First, try and be explicit about what you are actually missing and the benefit being part of the network confers. You could try an upfront question of your male colleagues as well as using your own observations and those of other women in the organisation. You may also need to be more circumspect if the information isn’t readily available. Personal assistants, for example, still tend primarily to be women and I have always found it worthwhile to be in their good books! Your P.A. talks to other P.A.s….

Second, check whether you can get the benefit through another avenue. For example, if the benefit is raising one’s profile with senior management, is there a more unique way of doing this which will, ironically, give you more benefit than the network which excludes you? For example, the promotion survey I performed at my former company for the management course had an unintended consequence of raising my profile in the organisation, ultimately to my benefit.

If the network meets outside of usual work hours it can be very difficult – golf games, drinks with the boys, etc. Often this means working well outside normal working time.
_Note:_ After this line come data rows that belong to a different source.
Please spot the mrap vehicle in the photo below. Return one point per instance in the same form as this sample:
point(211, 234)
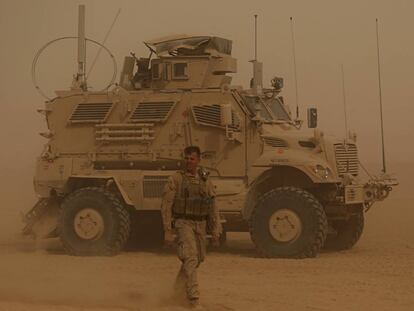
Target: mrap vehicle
point(109, 154)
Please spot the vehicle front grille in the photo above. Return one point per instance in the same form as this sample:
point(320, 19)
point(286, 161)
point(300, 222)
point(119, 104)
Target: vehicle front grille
point(152, 111)
point(275, 142)
point(346, 159)
point(90, 113)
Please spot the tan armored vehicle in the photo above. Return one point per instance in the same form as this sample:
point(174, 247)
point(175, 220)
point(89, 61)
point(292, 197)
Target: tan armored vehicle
point(108, 155)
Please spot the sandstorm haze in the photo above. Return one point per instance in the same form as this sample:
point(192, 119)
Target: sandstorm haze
point(327, 34)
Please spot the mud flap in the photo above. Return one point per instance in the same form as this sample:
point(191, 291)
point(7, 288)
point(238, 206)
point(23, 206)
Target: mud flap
point(41, 221)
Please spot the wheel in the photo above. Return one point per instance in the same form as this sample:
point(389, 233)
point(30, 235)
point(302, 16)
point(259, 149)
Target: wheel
point(93, 222)
point(288, 222)
point(348, 232)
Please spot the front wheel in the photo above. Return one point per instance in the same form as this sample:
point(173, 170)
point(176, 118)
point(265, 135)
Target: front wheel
point(288, 222)
point(93, 222)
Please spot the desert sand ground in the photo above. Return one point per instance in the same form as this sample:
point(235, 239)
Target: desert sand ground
point(377, 274)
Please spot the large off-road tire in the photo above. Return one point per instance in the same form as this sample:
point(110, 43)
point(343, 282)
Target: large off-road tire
point(288, 222)
point(93, 222)
point(348, 232)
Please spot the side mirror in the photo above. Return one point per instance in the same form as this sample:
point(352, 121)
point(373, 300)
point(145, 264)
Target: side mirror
point(312, 117)
point(226, 116)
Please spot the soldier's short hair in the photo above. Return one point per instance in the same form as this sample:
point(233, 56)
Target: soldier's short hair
point(190, 149)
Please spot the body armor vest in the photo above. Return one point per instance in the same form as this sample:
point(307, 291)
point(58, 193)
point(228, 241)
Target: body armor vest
point(193, 199)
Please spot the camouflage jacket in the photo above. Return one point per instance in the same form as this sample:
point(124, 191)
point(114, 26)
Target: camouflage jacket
point(173, 187)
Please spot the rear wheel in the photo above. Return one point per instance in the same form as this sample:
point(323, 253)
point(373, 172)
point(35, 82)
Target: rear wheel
point(93, 222)
point(288, 222)
point(348, 232)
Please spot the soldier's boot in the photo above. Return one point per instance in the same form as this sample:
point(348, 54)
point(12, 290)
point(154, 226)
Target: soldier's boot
point(195, 304)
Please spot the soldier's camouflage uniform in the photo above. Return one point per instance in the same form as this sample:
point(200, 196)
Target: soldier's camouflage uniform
point(188, 202)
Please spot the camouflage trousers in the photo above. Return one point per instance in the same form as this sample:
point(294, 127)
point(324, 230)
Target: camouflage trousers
point(191, 248)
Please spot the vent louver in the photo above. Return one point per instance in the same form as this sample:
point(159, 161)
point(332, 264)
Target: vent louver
point(90, 113)
point(211, 115)
point(151, 111)
point(275, 142)
point(346, 159)
point(153, 186)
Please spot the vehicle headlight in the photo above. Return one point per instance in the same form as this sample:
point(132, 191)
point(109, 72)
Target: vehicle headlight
point(323, 172)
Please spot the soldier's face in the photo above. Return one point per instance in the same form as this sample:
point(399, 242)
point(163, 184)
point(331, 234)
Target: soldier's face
point(191, 161)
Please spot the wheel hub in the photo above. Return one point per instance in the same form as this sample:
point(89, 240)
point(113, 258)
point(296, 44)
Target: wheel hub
point(89, 224)
point(285, 225)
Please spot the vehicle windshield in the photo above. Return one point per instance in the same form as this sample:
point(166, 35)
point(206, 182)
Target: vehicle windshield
point(278, 110)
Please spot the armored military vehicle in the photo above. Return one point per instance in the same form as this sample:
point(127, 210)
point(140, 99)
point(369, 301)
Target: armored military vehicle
point(109, 154)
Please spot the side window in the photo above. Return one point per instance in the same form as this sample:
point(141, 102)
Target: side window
point(166, 73)
point(155, 69)
point(180, 71)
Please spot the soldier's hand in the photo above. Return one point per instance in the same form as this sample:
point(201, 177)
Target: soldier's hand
point(169, 238)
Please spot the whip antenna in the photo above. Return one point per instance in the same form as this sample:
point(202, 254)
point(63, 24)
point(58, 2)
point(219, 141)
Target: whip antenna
point(81, 77)
point(255, 37)
point(294, 66)
point(380, 98)
point(103, 42)
point(344, 100)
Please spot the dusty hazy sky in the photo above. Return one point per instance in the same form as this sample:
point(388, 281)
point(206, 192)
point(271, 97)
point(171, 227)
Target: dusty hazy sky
point(328, 34)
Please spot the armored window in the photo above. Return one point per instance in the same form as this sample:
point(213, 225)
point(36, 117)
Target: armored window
point(166, 72)
point(90, 113)
point(153, 186)
point(152, 111)
point(155, 69)
point(211, 115)
point(180, 71)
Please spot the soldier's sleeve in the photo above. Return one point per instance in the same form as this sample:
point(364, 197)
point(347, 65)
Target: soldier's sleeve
point(167, 203)
point(214, 223)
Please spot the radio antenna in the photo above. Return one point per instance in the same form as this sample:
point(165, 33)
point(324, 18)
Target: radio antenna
point(294, 66)
point(255, 37)
point(344, 100)
point(81, 77)
point(380, 98)
point(103, 42)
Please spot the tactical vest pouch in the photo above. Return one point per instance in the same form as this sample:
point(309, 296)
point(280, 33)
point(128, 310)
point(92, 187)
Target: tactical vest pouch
point(193, 199)
point(194, 206)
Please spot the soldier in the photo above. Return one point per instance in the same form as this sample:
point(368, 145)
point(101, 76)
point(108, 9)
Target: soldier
point(188, 207)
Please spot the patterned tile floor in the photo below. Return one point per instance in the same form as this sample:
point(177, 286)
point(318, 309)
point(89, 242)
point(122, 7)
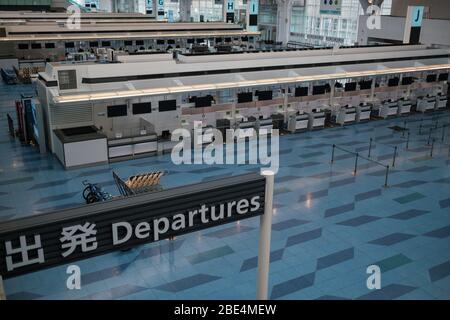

Fewer women than men can do this because women are the primary carers of children and elderly relatives and home makers, as survey after survey shows.

For example, one of the senior women I coached used her lunchtime to shop when her male colleagues were lunching together. So my questions to her were, if it is important to her career to attend at least some of these sessions, why is she taking on the full onus of shopping responsibilities? In her case, an assertive conversation with her partner was required about sharing domestic responsibilities.

Do you need to improve some of your own skills around becoming part of networks? Is it a confidence issue? Do you need some assertiveness training? Once again, don’t assume you are excluded; if you can, ask to go along. The answer will be illuminating whatever it is! The Old Boys clubs do exist and the more women challenge and highlight their existence the better.

Build your own networks and maintain them. This can be in or out of your actual organisation. Once you have determined the benefit you want, it gets easier to know where to look. Statistically, we know most women in senior positions will be in a minority in an organisation. To get support and advice look to networking outside. Use these networks for support and encouragement. And don’t pull up the ladder when you reach the top!

Jane C. Woods is an executive coach in the UK. For more career advice, visit http://www.changingpeople.co.uk/category/womens-career-tips/.

1 comment

  1. Ben

    The only thing that would matter to me in terms of career potential for a man or woman is if they are effective at their job, and proficient in leadership roles. The worst would be to universally interpret criticism as chauvinism. My generation generally grew up around the attitude that almost always discouraged discrimination on any basis(except perhaps sexual orientation,which is becoming less prevalent as well). Granted that being in my 20s, I’m not very representative of the powers at be at this point so this is entirely hypothetical. But I think it shows a promising trend. My fear is that the pendulum will ‘swing too far’ in the manner that racial attitudes have.
    I feel that someone who values the success of their company will realize that overlooking anyone who may be very talented is bad for business in that it will result in missed opportunities to better there company.